The EMAS system has an elegant scheduling system [She74] that was chosen for use in our system. Each process in EMAS is assigned a category, a single number that captures its current resource requirements, and also determines its CPU and memory priority, working set scan frequency, and CPU quantum size. When loaded by the scheduler, a process is given a page and CPU time allocation determined by its category. It remains loaded and in the CPU despatcher's queues until it exhausts either allocation or goes to sleep. The process must then submit itself for rescheduling.

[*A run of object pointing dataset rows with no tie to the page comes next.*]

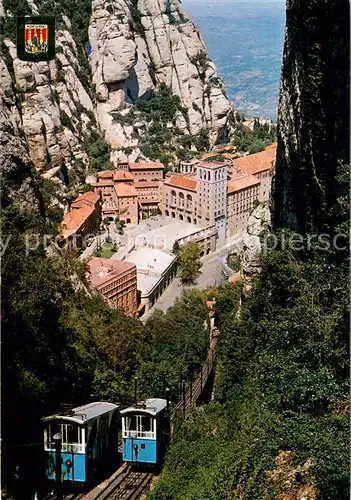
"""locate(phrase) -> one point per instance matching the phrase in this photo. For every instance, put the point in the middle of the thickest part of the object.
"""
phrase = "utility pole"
(135, 389)
(58, 440)
(183, 388)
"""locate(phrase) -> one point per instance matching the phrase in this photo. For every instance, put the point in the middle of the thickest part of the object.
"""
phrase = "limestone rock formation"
(134, 47)
(137, 44)
(252, 245)
(16, 183)
(48, 91)
(313, 115)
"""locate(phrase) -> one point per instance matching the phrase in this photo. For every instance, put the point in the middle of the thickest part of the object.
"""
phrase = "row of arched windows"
(206, 174)
(180, 217)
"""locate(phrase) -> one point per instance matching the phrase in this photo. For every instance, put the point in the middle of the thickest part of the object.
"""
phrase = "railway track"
(125, 484)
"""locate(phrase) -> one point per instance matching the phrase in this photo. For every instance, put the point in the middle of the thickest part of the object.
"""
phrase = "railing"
(139, 434)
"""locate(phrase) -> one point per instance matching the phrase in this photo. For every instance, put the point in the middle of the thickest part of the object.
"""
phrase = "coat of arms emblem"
(36, 38)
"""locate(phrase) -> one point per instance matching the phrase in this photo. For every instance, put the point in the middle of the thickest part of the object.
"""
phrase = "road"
(210, 276)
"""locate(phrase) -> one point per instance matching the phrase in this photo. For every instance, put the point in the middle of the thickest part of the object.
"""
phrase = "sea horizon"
(245, 41)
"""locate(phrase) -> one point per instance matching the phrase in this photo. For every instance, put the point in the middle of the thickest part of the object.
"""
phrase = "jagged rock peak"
(135, 46)
(124, 53)
(313, 115)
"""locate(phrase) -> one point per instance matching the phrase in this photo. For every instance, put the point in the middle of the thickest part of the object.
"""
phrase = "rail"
(195, 392)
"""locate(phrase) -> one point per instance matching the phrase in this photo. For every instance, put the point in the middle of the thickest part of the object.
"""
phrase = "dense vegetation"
(160, 142)
(62, 346)
(280, 420)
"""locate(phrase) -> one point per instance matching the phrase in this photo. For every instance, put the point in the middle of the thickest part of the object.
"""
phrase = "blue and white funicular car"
(145, 432)
(89, 436)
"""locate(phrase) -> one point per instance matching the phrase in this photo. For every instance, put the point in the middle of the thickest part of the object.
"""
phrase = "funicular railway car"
(145, 432)
(89, 438)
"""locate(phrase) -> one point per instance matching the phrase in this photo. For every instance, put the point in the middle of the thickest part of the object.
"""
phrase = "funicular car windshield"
(139, 426)
(72, 437)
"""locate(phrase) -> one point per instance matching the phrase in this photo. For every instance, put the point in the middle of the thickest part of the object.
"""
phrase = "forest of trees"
(279, 423)
(61, 346)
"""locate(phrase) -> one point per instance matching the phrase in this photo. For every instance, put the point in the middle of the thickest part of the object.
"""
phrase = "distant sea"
(245, 41)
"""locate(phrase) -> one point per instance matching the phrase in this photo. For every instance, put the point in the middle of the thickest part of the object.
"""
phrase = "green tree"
(189, 262)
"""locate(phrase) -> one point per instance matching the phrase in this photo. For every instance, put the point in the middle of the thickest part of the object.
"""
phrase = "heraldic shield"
(36, 38)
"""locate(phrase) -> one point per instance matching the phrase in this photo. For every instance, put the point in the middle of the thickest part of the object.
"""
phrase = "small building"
(132, 194)
(127, 203)
(79, 222)
(241, 195)
(116, 281)
(89, 198)
(261, 166)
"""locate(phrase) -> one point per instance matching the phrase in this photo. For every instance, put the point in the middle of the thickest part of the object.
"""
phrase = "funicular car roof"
(150, 407)
(83, 414)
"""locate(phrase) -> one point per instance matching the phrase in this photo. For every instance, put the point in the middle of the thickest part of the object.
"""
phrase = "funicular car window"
(71, 438)
(145, 424)
(138, 426)
(131, 423)
(51, 430)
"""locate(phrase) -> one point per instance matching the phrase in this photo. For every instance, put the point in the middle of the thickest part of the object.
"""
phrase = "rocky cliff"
(111, 57)
(313, 116)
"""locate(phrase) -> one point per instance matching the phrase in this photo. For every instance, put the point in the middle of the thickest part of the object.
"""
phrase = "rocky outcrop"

The scheduler refers to a resource model for the system, encoded in a category table which is indexed by process categories. The table can be viewed as a little state machine with transitions from category to category. There are four transitions from each category, labelled `more memory', `more time', `unused memory', and `unused time'. The scheduler follows the appropriate path to obtain a new category that suits the process. In this way the scheduler quickly tracks the character of a process as it changes.
The rescheduled process may remain loaded if it is runnable, its new allocation fits in the available memory, and no higher priority process is waiting. It must otherwise page itself out, and join a priority queue to wait for memory. A process sleeping on an external event must likewise page itself out whilst waiting unless the memory it occupies is not in demand. When it wakes, it joins the appropriate memory queue. A memory scheduler process cycles through the priority queues using an auxiliary priority ratio table, loading each process in turn as memory becomes available. (See the EMAS papers for details. Wilkes [Wil75] includes the EMAS scheme in an interesting discussion of paging viewed as a problem in control theory.)
The notion of an `external event' is hard to sustain in modern UNIX systems. Instead, the priority of a sleep (This refers to the kernel sleep/wakeup synchronisation system, not to the C library function) is assumed to say something about the likely speed of response. When a process sleeps at high priority, it records the unused part of its quantum, adjusts its CPU priority (see below), and enters the sleep queues as usual. A process sleeping at low priority first checks with the memory scheduler before entering the sleep queues. If its memory is required now, it will page itself out, as in EMAS, but otherwise it puts itself in a priority queue of processes that are `idle' in memory.
The new memory scheduler has a simple loop: it checks the `wait memory' queues in the order given by the priority ratio table, and once it has found a process, it waits for memory to become available, as lower priority processes page themselves out. It also watches for the arrival of idle processes, and when memory is needed causes them to page themselves out, starting with low priority processes, as soon as they have been idle `long enough' (a scheduling parameter).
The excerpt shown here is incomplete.